The other thousand were of everything else he loved, mostly the people he treasured, native people he called, as they did back then, Indians and Eskimos; seagoing men, and women. he thought women were much higher in the scheme of things than men. He wrote of his Arctic postings with The Hudson’s Bay Company, of animals, of dogs and ospreys and owls and whales and seals. Goats. An early reader said his writing was magical, that once you get into it, you can’t put it down.

Unofficially he started working for the Company when he was twelve, behind the counter in North West River, Labrador, and driving nurses and doctors by dog team to distant locations on the Labrador. His official start was at Cartwright when he was 18 years old.len at 18

It’s a wonderful photo, isn’t it, Len at 18; it was once on the cover of Them Days Magazine as he often wrote for this oral history publication and was close to editor Doris Saunders. (He wrote many, many letters to her too, of course.)

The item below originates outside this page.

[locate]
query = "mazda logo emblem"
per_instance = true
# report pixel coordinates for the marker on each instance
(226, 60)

So I will bring Leonard and his writings to Newfoundland and to Nova Scotia, reading in five libraries and several other venues. I could read for weeks never stopping, as although I’ve been taking him to places like Whitehorse lately, his writing is always alive to me, and I find it hard to stop reading his words aloud when the audience still seems to want more.

On Fogo I will be staying where he had lived for that seminal year when he was a boy, finishing the sequel to Arctic Twilight.  I can’t wait to have my feet walk the places he walked. I can’t wait to bring his words to more places. Places that will be the richer for them.

I love being able to say that Arctic Twilight: Leonard Budgell and the Changing North is one of the best books anyone can read, that every Canadian should know his writings, because I didn’t write this book, Leonard did.  It can be found on Amazon, also available on e-readers. It was published by Blue Butterfly Books, but is now under Dundurn Press.

 

To everyone ‘down east’, I’m looking forward to seeing you soon!